L'ordonnance permet également aux chercheurs d'obtenir légalement des produits à base de marijuana auprès d'entreprises agréées par l'État pour les utiliser dans des études, pour la première fois.
Il existe une certaine incertitude quant à la manière dont le DOJ abordera ce problème. Alors que le département était confronté à un mandat du président, les hauts responsables sont restés particulièrement silencieux sur la question au cours des mois qui ont suivi la réception de cette directive, même si la Maison Blanche a vanté l'ordre de Trump comme un exemple de réussite politique au cours de la première année de son deuxième mandat.
Lorsque Trump a émis l’ordonnance de report à la fin de l’année dernière, Pam Bondi était procureure générale. Elle s'est opposée à la réforme du cannabis en tant que procureur général de Floride et elle n'a pas assisté à la cérémonie de signature du président pour le décret de rééchelonnement.
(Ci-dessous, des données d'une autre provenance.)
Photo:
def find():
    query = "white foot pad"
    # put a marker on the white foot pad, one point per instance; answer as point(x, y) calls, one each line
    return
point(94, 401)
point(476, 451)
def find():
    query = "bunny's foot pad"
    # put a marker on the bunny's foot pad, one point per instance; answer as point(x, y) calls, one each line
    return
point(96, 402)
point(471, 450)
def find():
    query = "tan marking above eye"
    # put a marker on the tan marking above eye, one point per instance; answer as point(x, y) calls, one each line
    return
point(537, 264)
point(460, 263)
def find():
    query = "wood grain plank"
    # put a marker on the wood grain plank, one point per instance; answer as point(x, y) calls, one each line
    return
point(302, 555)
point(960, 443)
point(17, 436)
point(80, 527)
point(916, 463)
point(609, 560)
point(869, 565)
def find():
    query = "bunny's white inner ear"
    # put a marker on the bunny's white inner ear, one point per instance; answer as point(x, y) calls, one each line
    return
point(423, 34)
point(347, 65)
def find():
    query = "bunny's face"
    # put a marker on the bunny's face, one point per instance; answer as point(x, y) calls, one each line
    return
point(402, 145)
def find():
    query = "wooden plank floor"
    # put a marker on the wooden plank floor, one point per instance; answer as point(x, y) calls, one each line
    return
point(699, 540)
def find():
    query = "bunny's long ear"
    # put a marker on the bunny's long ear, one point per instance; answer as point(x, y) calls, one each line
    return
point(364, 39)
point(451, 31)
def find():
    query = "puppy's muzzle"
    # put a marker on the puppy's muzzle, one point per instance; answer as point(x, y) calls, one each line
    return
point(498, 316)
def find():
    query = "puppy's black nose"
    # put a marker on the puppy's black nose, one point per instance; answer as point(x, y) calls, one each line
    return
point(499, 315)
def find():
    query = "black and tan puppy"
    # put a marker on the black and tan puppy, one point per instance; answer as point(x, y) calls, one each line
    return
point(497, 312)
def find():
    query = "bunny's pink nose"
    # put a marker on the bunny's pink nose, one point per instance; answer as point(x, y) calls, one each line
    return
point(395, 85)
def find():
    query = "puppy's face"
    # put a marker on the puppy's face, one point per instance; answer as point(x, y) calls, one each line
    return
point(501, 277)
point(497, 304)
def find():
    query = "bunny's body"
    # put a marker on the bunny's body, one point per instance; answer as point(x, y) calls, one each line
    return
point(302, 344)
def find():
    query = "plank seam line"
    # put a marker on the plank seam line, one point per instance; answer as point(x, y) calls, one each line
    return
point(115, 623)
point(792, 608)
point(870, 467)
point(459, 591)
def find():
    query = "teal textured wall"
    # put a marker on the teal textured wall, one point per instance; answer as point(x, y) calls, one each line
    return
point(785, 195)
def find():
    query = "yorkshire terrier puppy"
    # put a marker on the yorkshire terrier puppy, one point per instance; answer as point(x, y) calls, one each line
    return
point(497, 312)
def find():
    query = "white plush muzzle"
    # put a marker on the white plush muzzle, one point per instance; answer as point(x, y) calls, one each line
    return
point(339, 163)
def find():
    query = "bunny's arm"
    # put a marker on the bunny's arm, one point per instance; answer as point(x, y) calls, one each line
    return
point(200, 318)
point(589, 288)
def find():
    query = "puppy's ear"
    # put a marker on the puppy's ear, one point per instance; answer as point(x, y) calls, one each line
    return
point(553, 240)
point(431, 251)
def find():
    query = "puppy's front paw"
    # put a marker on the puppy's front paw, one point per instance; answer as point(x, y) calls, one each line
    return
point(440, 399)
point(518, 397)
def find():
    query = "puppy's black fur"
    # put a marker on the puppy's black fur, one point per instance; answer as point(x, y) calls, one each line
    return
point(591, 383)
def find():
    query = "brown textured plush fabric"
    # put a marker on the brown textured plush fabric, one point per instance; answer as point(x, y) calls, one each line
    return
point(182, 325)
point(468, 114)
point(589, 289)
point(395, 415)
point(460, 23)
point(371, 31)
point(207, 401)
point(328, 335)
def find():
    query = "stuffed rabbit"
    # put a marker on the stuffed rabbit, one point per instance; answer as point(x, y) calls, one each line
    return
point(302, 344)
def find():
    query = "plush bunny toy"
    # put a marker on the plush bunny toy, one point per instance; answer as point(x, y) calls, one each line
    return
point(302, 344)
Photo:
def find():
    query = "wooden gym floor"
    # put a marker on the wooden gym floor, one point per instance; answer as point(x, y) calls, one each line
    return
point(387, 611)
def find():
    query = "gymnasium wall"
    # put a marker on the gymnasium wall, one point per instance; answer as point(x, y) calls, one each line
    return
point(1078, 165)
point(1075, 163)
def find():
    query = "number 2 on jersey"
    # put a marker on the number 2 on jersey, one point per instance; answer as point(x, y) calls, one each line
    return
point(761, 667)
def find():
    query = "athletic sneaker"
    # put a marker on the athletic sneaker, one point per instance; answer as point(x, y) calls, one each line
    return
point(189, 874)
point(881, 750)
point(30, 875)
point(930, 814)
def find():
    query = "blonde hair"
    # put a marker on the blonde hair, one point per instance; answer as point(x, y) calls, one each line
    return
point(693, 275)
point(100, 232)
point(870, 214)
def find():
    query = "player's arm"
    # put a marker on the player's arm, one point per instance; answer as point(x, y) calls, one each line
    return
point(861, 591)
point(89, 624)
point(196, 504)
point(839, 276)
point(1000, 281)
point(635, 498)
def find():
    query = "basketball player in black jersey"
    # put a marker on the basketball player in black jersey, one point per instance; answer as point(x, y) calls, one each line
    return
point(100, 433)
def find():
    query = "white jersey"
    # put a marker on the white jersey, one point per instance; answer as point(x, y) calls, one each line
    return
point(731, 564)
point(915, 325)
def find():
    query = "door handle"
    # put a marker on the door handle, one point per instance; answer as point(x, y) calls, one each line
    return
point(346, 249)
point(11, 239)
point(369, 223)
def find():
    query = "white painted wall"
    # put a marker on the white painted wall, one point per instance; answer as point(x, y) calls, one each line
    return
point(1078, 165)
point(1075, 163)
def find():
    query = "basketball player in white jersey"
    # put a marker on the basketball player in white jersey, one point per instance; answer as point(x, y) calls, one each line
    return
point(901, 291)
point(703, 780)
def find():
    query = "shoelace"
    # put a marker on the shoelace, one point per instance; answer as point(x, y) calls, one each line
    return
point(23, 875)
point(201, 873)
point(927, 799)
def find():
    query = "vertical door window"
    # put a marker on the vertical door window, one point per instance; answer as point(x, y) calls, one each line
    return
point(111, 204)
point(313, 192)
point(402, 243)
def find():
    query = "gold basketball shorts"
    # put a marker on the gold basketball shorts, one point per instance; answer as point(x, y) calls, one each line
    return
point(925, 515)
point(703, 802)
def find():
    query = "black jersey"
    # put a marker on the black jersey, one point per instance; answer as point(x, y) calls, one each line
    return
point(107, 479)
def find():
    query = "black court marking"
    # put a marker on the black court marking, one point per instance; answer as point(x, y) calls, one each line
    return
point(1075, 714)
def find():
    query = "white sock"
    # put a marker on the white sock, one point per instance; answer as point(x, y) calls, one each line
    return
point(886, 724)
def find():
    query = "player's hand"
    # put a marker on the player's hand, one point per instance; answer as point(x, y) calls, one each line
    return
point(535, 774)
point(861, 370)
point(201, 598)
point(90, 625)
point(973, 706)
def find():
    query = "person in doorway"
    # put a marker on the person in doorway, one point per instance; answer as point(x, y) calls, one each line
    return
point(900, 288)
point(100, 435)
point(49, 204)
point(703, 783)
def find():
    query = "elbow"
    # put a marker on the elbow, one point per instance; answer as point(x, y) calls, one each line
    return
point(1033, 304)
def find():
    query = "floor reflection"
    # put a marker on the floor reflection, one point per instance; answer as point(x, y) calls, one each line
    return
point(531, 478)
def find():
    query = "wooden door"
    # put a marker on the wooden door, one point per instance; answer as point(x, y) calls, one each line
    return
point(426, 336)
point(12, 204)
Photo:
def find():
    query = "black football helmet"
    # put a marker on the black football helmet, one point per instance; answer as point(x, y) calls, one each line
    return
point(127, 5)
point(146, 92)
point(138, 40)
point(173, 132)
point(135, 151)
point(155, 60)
Désormais, le processus est supervisé par Blanche, qui a déclaré en réponse à une question écrite sur le rééchelonnement de la marijuana au cours de son processus de confirmation pour devenir procureur général adjoint qu'il « examinerait attentivement la question après s'être entretenu avec toutes les parties prenantes concernées, y compris le personnel de la DEA ».
La directive de rééchelonnement du président a été extrêmement populaire parmi les consommateurs de cannabis, selon un récent sondage de la plateforme de télésanté sur le cannabis NuggMD.
Environ 83 pour cent des personnes interrogées ont déclaré soutenir le décret, contre 7 pour cent qui ont exprimé leur opposition et 10 pour cent qui ont déclaré ne pas avoir d'opinion sur la réforme proposée.
Le processus de reprogrammation du cannabis a été lancé par le président de l'époque, Joe Biden, sous lequel le ministère de la Santé et des Services sociaux (HHS) a publié un rapport de 252 pages concluant que la marijuana ne répond pas aux critères pour rester classée comme drogue de l'annexe I.
Le ministère de la Justice a par la suite publié une proposition de règle visant à déplacer le cannabis vers l’Annexe III, ce qui a ensuite conduit à l’impasse du processus d’audience administrative.
« La capacité de l’administration Trump à parler des deux côtés de la bouche est stupéfiante », a déclaré le sénateur Cory Booker (démocrate du New Jersey). « Je vais donc attendre et voir pour le moment. Évidemment, il y a des choses qui semblent prometteuses : mettre fin à des générations d'injustice. Je veux vraiment attendre et voir. »
Également en janvier, deux sénateurs républicains ont déposé un amendement visant à empêcher l’administration Trump de reprogrammer le cannabis, mais cet amendement n’a pas été examiné par l’assemblée.
Un récent rapport du Congressional Research Service (CRS) expliquait comment le DOJ pourrait, en théorie, rejeter la directive du président ou retarder le processus en reprenant l'examen scientifique de la marijuana.
Le ministère de la Justice a également manqué la date limite fixée par le Congrès en janvier pour publier des lignes directrices visant à atténuer les obstacles à la recherche sur les substances de l'annexe I telles que la marijuana et les psychédéliques.